Let $f: D \subset \mathbb{R} \rightarrow \mathbb{R}$ continuous with $f(D) \subset D$ and let $x_0$ be a $n$-periodic atractor point of $f$. Show that every point of the cycle $\{ x_0, f(x_0),\dots,f^{n-1}(x_0) \}$ is also an $n$-periodic atractor point of $f$.

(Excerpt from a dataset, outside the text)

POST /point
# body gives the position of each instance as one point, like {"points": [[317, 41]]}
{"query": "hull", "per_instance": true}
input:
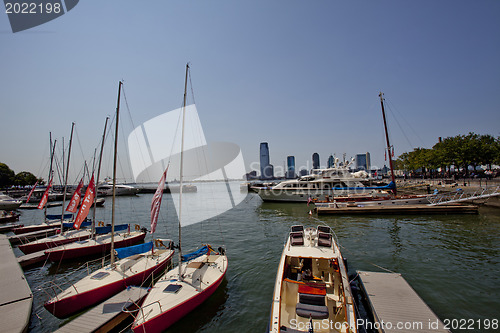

I tried using the definition of continuity in $\mathbb{R}$, but I always end up using 3 points of the cycle and I don't know how to solve this.
Can anyone help me?
So essentially, you have per assumptions continuous functions $F,G$, here more precisely $F=f^k$, $G=f^{n-k}$, with a cycle $F(x_*)=y_*$ and $G(y_*)=x_*$ and a neighborhood $U$ of $x_*$ so that $$\lim_{m\to\infty}(G\circ F)^{\circ m}(x)=x_* ~~\text{ for all }~~ x\in U. $$
Now take $V=G^{-1}(U)$ and observe $$(F\circ G)^{\circ m}=F\circ(G\circ F)^{\circ(m-1)}\circ G$$ to find a similar limit property for all $y\in V$ being propagated towards $y_*$.
This redistribution of the compositions means that an $y=y_0\in V$ gets mapped to some $x=x_0\in U$, and the sequences $x_m$, $y_m$ are connected by $x_m=G(x_m)$ and $y_{m+1}=F(x_m)$. Thus convergence of one series is equivalent to the convergence of the other.